Beaty Palmer Architects has finished the design for another 2017 bond project, the District 9 multigenerational center to be built on a vacant lot at 840 W. Rhapsody Drive.
The city had received and evaluated general-contractor bids by mid-October, and as of press time was negotiating with the top one.
Berry said San Antonio should be ready to award the construction project with the council’s OK at the end of the year.
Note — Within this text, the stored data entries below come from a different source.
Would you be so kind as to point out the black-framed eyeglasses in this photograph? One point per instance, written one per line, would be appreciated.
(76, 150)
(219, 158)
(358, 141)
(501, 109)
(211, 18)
Work is slated to begin in early 2021 and last nearly one year.
Designed to primarily serve older adults, the $14.6 million facility will also accommodate youths and younger grown-ups, plus offer the District 9 community municipal information and links to municipal services.
The city is currently working with the San Antonio River Authority on designs for revamping Stone Oak’s Panther Springs Creek.
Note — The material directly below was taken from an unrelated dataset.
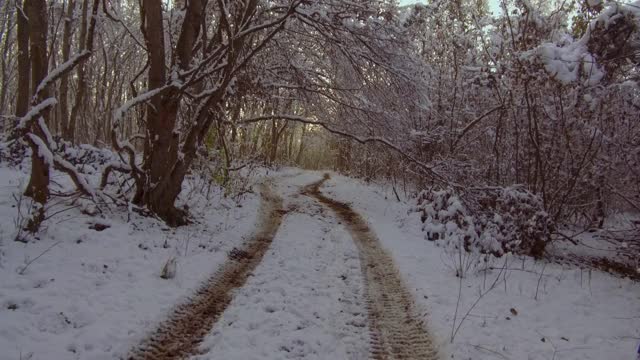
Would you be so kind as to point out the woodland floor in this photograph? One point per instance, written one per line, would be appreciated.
(313, 268)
Improvements to the existing natural channel, including a water-flow upgrade and removal of standing water, is in order for the $1.1 million 2017 bond project.
Flowing through the heart of Panther Springs Park, a public green space, the stream is part of the upper Salado Creek watershed.
“The next steps for this project is to finalize design, then advertise and seek bids for a construction contractor, and start construction,” Berry said. “The consultant and (SARA) are planning to finish (the) design by the end of the year and start construction early next year around February 2021.”
Added SARA engineer Christine Clayton, “The (Panther Springs Creek) project will alleviate excessive ponding in the channel and improve drainage at the upstream and downstream culverts on Blanco Road.”
If all goes well, the restoration will be complete by September 2021.
A little to the south, at Eisenhower Park near Joint Base San Antonio-Camp Bullis, another undertaking is shaping up.
The city has commissioned Helotes’ Leticia Huerta, a public-art specialist, to help lead “Bloom,” a series of artistic endeavors highlighting park trailheads and informing visitors about the environs.
At the city’s request, Huerta already created three flowerlike sculptures for a McAllister Park trail. Inspired by the cyclists riding its routes, the flowers are made from recycled bicycle parts.
The city has commissioned Huerta to do the same at Eisenhower Park, with hopes to place similar 14- to 16-foot-tall “Bloom” sculptures all along the Howard W. Peak Greenway Trail System.
Debbie Racca-Sittre, director of the city’s Department of Arts and Culture, described the floral images as worthy additions to the trailheads.
“When people are going on these trails, it’s like way-finding,” she added.
The McAllister Park flowers also have educational elements explaining the history of that park’s floodplain history.
A comparable installation is planned for the River Walk where the Torch of Friendship is located.
The trail eventually will encircle the city.
“We want to connect all the city, all the way, and through downtown,” Racca-Sittre said.